Of the available federally-approved medications that are prescribed to treat opioid use disorder, methadone possesses the largest evidence base for long-term positive treatment outcomes, including decreased drug use, decreased crime and increased positive health outcomes. The medication can also cause side effects, like constipation and nausea; it also requires patients to come to a clinic each day to get their dose from a medical provider.
“We see the very real problem of retention all the time in our clinical work,” said study co-author and Eric Weintraub, MD, Professor of Psychiatry and Director of the Division of Addiction Research and Treatment at UMSOM. “There are many factors that get in the way of people’s ability to stay in treatment, including the fact that due to its bioavailability, clearance and half-life, methadone dosing requires a necessarily slow induction process. This means that it could take weeks before a person arrives at a therapeutic dose—a vulnerable time for our patients.”
It has long been assumed that deception or concealment is necessary for placebo effects to work—such as “tricking” a patient into believing an inert pill contains an active medication. But a growing body of evidence has found that placebos work even when patients know they are taking them. For example, a Beth Israel Deaconess Medical Center (BIDMC) clinical trial published in 2021 found that patients with irritable bowel syndrome who were knowingly treated with a placebo had a significant reduction in their gastrointestinal symptoms.
“Previous assumptions that placebo treatment needs concealment or deception to ‘work’ are not true,” said study senior author Ted Kaptchuk, director of the Program in Placebo Studies and the Therapeutic Encounter at BIDMC and professor of medicine at Harvard Medical School. “Additionally, there is growing evidence that open-label placebo demonstrates similar neurotransmitter engagement to double-blind and deceptive placebos. It is important to note that a patient-clinician relationship is an important component of open-label placebo.”

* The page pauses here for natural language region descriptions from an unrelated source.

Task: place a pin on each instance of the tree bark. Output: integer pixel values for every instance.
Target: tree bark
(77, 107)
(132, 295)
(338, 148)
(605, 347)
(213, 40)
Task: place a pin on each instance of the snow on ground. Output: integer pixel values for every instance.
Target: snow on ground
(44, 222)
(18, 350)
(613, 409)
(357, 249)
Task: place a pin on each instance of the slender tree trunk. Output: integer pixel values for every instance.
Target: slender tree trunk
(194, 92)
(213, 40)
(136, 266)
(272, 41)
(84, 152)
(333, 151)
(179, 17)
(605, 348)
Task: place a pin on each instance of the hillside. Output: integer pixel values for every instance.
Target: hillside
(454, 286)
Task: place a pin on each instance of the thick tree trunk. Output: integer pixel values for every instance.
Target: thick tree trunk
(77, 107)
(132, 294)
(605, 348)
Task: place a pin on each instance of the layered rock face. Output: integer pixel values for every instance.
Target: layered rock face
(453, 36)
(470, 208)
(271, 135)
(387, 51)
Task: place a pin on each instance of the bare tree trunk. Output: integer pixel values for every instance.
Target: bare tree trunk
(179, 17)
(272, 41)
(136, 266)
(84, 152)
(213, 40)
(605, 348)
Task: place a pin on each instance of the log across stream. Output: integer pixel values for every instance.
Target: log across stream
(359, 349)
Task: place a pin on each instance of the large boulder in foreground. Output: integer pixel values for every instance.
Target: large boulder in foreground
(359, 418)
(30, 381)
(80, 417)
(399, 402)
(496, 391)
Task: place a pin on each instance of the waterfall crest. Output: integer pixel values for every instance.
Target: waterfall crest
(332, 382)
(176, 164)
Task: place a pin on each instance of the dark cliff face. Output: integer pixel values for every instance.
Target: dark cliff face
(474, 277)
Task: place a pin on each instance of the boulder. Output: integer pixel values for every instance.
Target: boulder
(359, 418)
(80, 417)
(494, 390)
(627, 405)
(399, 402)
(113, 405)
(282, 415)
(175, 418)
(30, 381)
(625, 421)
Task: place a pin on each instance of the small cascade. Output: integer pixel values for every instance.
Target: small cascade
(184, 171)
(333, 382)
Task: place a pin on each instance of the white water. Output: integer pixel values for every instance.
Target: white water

UMSOM faculty members Emerson M. Wickwire, Ph.D., Professor of Psychiatry, Aaron D. Greenblatt, MD, Assistant Professor of Family & Community Medicine, and Laurence Magder, Ph.D., Professor of Epidemiology & Public Health were co-authors on this study. Faculty at University of Maryland, Baltimore’s School of Pharmacy and School of Nursing were also involved in this study as were faculty at the University of Maryland, College Park. Other co-authors included those from the National Institute on Drug Abuse and the NYU Grossman School of Medicine.
“Here in Maryland, the rate of drug overdose deaths has more than doubled in the past five years, among the highest increases of any state in the nation,” said UMSOM Dean, Mark T. Gladwin, MD, who is also Vice President for Medical Affairs, University of Maryland, Baltimore, and the John Z. and Akiko K. Bowers Distinguished Professor. “This research demonstrates the important role that brain mechanisms play in adherence to medications for opioid use disorder. Based on this study, it appears that we could see immediate benefits from implementing placebos into clinical practice.”